Justin McBrien is a Ph.D. candidate in modern American environmental and political history at the University of Virginia. His dissertation, “Making the World Safe For Disaster: Nuclear Weapons Testing and the Politics of Climate Change,” examines how a global controversy in the 1950s concerning the potentially disastrous effects of nuclear weapons on weather and climate first articulated the growing intuition that human beings were catastrophically altering the global climate system. Justin is the recipient of 2018 University of Virginia Dr. Frank Finger Graduate Fellowship for Teaching. He has written several articles on the history of climate change, including a recent piece in The Washington Post. Justin received his B.A. from the University of Pennsylvania and his M.A. in history from U.Va.

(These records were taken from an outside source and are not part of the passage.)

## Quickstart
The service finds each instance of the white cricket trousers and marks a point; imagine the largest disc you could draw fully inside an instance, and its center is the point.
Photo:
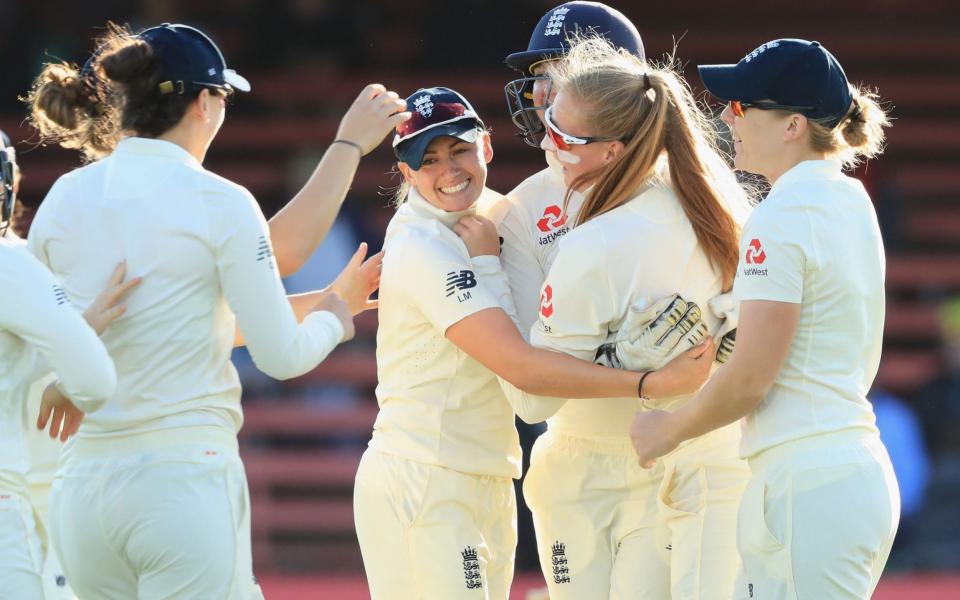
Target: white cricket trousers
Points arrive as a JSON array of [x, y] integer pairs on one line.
[[55, 584], [818, 519], [703, 484], [159, 515], [596, 517], [21, 549], [431, 533]]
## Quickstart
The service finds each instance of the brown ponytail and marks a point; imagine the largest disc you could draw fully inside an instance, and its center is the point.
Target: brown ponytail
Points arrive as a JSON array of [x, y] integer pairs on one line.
[[73, 111], [129, 64], [665, 138], [859, 136]]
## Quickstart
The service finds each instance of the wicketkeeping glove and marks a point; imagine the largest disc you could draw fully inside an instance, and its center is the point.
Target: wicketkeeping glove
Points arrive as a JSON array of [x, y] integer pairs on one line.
[[726, 308], [651, 336]]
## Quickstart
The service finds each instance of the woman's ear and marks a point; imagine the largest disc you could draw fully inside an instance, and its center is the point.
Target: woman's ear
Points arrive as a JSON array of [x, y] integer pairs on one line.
[[487, 147], [406, 171], [796, 127], [613, 151]]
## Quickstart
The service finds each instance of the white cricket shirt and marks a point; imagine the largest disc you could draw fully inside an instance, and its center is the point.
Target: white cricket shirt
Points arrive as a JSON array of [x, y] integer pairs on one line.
[[41, 330], [202, 246], [815, 242], [645, 248], [438, 405], [531, 220]]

Making the World Safe For Disaster: Nuclear Weapons Testing and the Politics of Climate Change, 1945-1980
The twentieth century witnessed the convergence of geological and historical time. We now appear to have crossed into another geological epoch - the Anthropocene, or “Age of Humanity.” Its advent was roughly 1950, thanks predominantly to atmospheric nuclear weapons testing. “Making the World Safe for Disaster: Nuclear Weapons Testing and the Politics of Climate Change, 1945-1974,” shows how this idea of humanity as a geological agent emerged from a global controversy in the early Cold War era concerning the potentially disastrous effects of nuclear weapons on weather and climate. n the 1950s, a large portion of the public feared nuclear testing was responsible for catastrophic weather events of the time, what they referred to as “atom weather.” These fears first articulated the growing intuition that human beings were catastrophically altering the global climate system. This dissertation trace how groups such as Southwestern farmers, Indigenous Alaskans, Japanese scientists, and Mid-western suburbanites all challenged a government monopoly on nuclear risk knowledge, producing the rhetoric and strategies of the rising environmental movement of the 1960s. The story of atom weather casts new light on the historical relationship between environmental politics, Cold War political culture, scientific uncertainty, and the social and ecological impacts of the nuclear arms race. The dialectic of the weather, as the great signifier of humanity’s vulnerability to nature, and the bomb, as that of technological power at its greatest scale, merged into the popular belief that humanity had become a planetary agent with the power to save or destroy the earth. Atom weather explained people’s local environmental misfortunes in a global context of the frightening uncertainty of the Cold War world, culturally mapping the material transformations in the environment caused by the transition to a military-industrial economy run by unelected experts who promised they would make the world safe for disaster - as long as citizens did not ask how.